DEARBORN —At 7 a.m. on Thursday, March 30, Department of Homeland Security (DHS) agents detained an Iranian Schoolcraft College student at his apartment in Dearborn.
According to his roommate, the student, Mohammad Salar Fard-Hajian, 24, holds a valid student visa and has been living in the U.S. for three years.
Police said he was housed overnight in a cell at the Dearborn Police Station and then taken away by U.S. Immigration and Customs Enforcement (ICE) agents on Friday, March 31.
At the time, Dearborn police said they know nothing about the case or where ICE took him.
However, Fard-Hajian later called his roommate, Shayan Shafiei, from Calhoun County Jail in Battle Creek.
Shafiei visited his friend on Tuesday. On Wednesday, he told The AANews that Fard-Hajian is in the main section, no longer in the processing area.
He added that Susan Reed, an attorney with the Michigan Immigration Rights Center, took over his case. The ACLU is also taking action.
But no officials were available to comment.

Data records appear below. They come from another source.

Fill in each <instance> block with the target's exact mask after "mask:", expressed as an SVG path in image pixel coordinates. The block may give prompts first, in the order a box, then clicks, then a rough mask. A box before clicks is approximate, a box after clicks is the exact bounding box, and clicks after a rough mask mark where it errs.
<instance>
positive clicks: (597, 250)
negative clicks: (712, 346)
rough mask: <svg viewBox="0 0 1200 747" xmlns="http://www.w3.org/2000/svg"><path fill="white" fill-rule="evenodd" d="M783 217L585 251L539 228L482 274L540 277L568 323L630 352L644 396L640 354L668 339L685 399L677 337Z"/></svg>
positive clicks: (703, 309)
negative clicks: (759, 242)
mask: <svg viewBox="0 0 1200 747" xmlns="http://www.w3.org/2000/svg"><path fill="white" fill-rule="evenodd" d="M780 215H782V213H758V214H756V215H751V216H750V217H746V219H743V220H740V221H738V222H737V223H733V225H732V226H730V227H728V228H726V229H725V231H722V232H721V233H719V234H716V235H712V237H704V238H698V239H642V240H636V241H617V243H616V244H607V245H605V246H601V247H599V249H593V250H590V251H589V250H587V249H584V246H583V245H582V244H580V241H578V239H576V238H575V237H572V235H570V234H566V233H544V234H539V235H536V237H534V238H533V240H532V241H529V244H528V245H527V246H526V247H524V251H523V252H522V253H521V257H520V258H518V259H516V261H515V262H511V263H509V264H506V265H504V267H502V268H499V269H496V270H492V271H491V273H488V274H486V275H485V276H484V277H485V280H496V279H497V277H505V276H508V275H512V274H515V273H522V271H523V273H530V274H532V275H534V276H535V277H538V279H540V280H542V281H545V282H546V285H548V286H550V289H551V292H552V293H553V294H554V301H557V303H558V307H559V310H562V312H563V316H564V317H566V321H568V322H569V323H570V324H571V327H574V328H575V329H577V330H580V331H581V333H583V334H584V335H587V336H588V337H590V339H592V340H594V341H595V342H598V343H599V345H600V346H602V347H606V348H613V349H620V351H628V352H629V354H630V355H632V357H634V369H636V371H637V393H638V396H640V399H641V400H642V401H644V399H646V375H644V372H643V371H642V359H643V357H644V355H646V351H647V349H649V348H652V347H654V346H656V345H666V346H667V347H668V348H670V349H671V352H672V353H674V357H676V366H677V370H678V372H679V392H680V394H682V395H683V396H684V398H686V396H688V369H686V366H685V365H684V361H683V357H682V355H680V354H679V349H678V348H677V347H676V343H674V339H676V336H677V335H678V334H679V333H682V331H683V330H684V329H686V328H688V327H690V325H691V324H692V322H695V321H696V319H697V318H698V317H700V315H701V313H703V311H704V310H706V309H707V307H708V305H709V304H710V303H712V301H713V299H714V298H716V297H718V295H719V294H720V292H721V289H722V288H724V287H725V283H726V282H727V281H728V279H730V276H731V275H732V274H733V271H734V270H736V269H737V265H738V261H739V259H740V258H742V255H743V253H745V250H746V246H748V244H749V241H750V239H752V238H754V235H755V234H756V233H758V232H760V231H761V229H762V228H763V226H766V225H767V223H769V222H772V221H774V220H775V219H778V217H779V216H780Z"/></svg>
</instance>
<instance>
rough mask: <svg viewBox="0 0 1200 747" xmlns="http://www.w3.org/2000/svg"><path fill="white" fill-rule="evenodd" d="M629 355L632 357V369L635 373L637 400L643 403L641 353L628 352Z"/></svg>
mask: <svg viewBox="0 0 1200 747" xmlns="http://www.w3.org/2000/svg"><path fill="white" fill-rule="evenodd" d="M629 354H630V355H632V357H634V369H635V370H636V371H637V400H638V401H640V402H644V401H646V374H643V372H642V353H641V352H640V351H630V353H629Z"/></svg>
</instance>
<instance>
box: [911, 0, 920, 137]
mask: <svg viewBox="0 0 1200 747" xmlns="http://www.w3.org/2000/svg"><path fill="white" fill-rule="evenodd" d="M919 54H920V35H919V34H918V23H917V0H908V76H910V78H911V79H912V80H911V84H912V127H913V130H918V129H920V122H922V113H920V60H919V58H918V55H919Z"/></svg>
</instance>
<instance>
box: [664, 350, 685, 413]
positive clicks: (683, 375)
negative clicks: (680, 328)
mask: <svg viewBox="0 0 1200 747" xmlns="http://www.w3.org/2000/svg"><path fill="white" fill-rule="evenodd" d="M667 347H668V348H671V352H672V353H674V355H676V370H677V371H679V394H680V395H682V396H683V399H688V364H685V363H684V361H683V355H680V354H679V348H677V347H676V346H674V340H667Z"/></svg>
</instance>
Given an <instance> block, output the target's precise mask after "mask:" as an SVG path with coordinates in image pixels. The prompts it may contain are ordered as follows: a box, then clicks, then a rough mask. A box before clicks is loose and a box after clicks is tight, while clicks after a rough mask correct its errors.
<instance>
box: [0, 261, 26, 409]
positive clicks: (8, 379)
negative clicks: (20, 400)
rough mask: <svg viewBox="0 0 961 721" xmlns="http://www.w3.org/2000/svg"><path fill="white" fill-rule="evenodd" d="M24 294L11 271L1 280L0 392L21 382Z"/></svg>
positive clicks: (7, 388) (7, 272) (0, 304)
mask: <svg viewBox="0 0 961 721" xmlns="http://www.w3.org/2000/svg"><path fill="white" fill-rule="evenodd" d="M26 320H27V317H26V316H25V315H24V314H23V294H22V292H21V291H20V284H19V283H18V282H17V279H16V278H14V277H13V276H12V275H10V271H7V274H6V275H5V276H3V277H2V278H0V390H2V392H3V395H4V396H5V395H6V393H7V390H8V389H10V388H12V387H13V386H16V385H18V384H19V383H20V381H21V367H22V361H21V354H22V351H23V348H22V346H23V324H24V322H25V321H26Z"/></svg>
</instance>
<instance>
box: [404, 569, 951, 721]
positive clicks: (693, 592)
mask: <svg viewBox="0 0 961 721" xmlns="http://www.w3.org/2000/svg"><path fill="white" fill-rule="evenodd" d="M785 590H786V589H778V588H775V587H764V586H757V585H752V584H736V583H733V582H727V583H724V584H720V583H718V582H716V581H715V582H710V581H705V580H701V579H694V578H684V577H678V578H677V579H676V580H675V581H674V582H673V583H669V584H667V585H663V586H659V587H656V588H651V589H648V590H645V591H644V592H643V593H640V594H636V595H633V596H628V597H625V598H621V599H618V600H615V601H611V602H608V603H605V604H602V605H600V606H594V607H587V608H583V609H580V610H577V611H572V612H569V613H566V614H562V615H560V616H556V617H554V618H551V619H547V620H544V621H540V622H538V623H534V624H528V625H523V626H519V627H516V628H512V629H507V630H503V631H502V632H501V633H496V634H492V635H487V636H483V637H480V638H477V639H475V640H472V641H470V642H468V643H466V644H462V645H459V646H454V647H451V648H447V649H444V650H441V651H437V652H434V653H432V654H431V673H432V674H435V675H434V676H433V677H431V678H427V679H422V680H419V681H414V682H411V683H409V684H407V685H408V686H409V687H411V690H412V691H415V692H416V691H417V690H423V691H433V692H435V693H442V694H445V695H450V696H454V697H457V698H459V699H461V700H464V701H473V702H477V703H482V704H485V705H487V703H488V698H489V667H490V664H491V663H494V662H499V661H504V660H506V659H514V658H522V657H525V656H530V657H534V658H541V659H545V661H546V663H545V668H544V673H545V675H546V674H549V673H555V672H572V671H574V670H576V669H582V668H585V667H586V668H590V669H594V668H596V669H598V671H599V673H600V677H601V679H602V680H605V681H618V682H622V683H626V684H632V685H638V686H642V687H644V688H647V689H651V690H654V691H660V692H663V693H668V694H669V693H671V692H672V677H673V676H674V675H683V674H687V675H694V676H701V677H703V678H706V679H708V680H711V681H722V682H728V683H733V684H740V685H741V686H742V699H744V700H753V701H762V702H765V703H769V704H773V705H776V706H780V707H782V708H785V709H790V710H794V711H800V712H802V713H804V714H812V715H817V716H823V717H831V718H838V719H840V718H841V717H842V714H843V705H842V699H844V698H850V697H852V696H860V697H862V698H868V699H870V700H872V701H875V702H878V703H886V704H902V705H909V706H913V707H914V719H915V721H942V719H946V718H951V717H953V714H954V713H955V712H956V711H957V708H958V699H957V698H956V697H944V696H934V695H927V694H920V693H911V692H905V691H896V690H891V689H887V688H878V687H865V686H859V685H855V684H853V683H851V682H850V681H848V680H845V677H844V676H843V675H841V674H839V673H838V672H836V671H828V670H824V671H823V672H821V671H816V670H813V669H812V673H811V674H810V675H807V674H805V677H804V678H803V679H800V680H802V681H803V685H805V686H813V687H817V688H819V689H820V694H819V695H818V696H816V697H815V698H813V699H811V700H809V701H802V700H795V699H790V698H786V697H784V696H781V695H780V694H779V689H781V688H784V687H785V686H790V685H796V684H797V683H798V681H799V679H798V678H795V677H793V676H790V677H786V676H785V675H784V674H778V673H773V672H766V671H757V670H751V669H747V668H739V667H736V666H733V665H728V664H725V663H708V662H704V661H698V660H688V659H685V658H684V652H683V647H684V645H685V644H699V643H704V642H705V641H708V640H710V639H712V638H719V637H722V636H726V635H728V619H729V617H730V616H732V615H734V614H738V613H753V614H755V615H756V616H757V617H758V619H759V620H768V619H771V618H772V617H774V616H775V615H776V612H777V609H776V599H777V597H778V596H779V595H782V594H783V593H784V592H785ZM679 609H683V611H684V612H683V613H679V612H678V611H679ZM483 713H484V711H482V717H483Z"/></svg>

Shafiei said they still don’t know the reason for Fard-Hajian’s detainment.
“He’s been in jail for six days,” he said. “And no one told him why.”
Shafiei said his counselor from Schoolcraft College called him and said that an ICE agent called her a week before Fard-Hajian’s detainment.
“The agent said that Salar’s case has come on his table,” he said.
On April 5, The National Iranian American Council released a statement addressing Fard-Hajian’s detainment.
“At least two Iranians are currently being held in custody by U.S. immigration authorities: Alia Ghandi and Mohammad Salar Fard-Hajian,” the statement read. “We implore authorities to ensure these individuals have ready access to legal counsel and insist they be promptly released from custody.”
Ghandi is an Iranian citizen who was visiting her sister on a tourist visa. U.S. Immigration enforcement incarcerated her in an Oregon jail.
“It is impossible for us to simply write off all of these events as mere coincidence or misunderstanding in the current climate,” the statement said. “The recent spate of official policies and actions — beginning with President Trump’s first executive order to bar entry for Iranians and nationals of six other countries — are deeply troubling. Coupled with recent incidents of hate directed at Iranians and persons of Middle Eastern descent, including recent reports of graffiti targeting Iranians in Portland and San Francisco, a disturbing trend is emerging.”
At the time of Fard-Hajian’s detainment, the electrical engineering student woke up Shafiei to let him know they were taking him away.
“[He told me] ‘wake up, they’re taking me, they’re detaining me,'” Shafiei told The AANews.
Shafiei thought it was a joke until he heard agents outside his bedroom door. “They cuffed him with shackles… hands and feet,” he said.
Shafiei said Fard-Hajian told him over the phone that Dearborn police said he had to be apprehended because he didn’t update his address on his immigration form after moving from Oregon to Michigan. He said his friend studied in Oregon for one year, but decided to move to Michigan because he wanted to live around his acquaintances.
Fard-Hajian has been living in the state for two years.
“He’s been receiving immigration papers now in Michigan,” Shafiei said. “Therefore, it’s impossible that they did not have his current address.”
Shafiei then visited U.S. Citizen and Immigration Services to see what he can do to help his friend. An official told him he can’t do anything and that Fard-Hajian would be transferred to jail soon.
He said the official told him that Fard-Hajian has to wait for a judge to see his case, which could take from three weeks to a month.
“That’s crazy,” Shafiei told The AANews. “Imagine a person who has never been in a situation like this going to jail.”